I take a step back, as much to back off from the idea of being carried to his lair as to show him my indifference to his boxing skills. My back brushes the wood of the door.

‘You know, I – we really didn’t need rescuing,’ I say, refusing to be fazed by that intense gaze.

A ghost of a smile touches his lips. ‘Again?’

I know he’s referring to the cloister incident and the memory of it makes me prickle with indignation and lust all over again. Over his shoulder, Immy, Rupes et al have their eyes on stalks, desperate to check out what’s going on. Then Alexander shifts his position slightly so that his back is between me and them, shielding our conversation from view. He smells and looks incredible, and the bloodied shirt both repulses me and connects with some deep-rooted primeval need.

Suddenly I realize how skilfully I’ve been manoeuvred into place and my heart pitter-patters. Well, I’m not intimidated and I’m not impressed. So unimpressed, a jolt of desire for him shoots right through me.

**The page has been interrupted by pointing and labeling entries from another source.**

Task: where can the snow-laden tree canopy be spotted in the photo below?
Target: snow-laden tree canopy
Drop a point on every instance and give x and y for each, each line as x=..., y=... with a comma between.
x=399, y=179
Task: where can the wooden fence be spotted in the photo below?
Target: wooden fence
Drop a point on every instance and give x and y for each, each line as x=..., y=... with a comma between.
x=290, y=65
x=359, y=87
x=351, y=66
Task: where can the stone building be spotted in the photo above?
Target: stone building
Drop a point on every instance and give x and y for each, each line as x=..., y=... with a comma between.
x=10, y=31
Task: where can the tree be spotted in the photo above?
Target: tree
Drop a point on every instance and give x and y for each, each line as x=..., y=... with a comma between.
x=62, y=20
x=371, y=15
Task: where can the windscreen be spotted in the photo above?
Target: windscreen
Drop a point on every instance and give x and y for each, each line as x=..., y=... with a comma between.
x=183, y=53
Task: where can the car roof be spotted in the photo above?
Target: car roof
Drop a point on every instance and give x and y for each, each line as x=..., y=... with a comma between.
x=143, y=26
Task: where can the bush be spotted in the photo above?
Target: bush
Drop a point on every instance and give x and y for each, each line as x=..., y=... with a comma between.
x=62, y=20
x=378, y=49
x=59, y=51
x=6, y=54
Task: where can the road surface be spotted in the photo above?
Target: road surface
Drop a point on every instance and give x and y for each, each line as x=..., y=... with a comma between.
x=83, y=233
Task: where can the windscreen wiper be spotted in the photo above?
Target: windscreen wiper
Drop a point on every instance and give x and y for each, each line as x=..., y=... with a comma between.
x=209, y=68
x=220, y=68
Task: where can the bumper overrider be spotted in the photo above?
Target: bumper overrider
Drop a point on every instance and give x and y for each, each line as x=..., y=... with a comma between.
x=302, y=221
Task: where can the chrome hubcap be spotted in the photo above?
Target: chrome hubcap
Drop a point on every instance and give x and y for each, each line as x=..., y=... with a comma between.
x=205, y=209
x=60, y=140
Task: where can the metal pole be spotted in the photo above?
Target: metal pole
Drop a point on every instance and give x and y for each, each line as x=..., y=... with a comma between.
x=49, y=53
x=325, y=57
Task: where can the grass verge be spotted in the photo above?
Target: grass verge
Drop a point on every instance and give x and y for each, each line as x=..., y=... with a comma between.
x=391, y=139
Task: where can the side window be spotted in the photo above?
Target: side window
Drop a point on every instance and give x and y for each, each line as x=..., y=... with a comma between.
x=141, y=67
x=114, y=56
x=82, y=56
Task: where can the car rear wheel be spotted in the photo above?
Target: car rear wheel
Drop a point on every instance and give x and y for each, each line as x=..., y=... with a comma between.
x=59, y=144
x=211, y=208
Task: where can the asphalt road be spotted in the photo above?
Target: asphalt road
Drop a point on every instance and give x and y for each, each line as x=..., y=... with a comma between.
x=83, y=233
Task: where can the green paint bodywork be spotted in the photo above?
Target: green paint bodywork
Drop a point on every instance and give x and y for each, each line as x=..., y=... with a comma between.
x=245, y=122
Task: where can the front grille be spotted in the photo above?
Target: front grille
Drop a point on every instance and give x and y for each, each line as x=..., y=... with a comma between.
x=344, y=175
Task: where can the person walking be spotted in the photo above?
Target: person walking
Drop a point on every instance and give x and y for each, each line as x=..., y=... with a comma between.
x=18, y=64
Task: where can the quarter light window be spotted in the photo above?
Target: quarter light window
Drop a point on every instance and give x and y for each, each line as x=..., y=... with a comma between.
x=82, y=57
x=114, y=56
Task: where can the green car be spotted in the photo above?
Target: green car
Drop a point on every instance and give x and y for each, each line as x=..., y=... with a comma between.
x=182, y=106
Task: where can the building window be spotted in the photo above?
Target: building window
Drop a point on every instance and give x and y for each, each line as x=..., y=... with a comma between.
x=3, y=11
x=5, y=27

‘Um, Alexander …’ Wow, that name sounds weird on my tongue, like I agreed to try a new food for the first time and I’m not sure I like it. I’ll have to take another bite to be sure. ‘Alexander, I do appreciate you thought you were helping me … us, but I didn’t ask you to hit that guy for me. We were in control of the situation.’

He shrugs and his mouth turns up at the corners. ‘Whatever you say.’

‘Please, don’t patronize me.’

‘I wouldn’t dream of patronizing you, Ms Cusack.’

‘How do you know my name?’

He taps his nose. ‘That’s on a need-to-know basis.’

‘OK. If you want to play it that way, it’s fine.
You
need to know this, though: thanks for saving me from Piers, but you were wasting your time. Now, if it’s OK with you,
Mister
Hunt, I’m going home.’

‘You can play it any way you like with me.’ Those ice-blue eyes slam down a challenge that’s laced with provocation. ‘And, as for going home, it’s a very long way to Washington.’

He looks so unbelievably sexy that momentarily he’s robbed me of words, but I snap to my senses. Alexander Hunt is trouble, in every single sense of the word, and I have to get away from him before I
can’t
get away from him. That built, lean frame is still blocking my way and the scent of fresh clean sweat and testosterone makes me twitch with desire.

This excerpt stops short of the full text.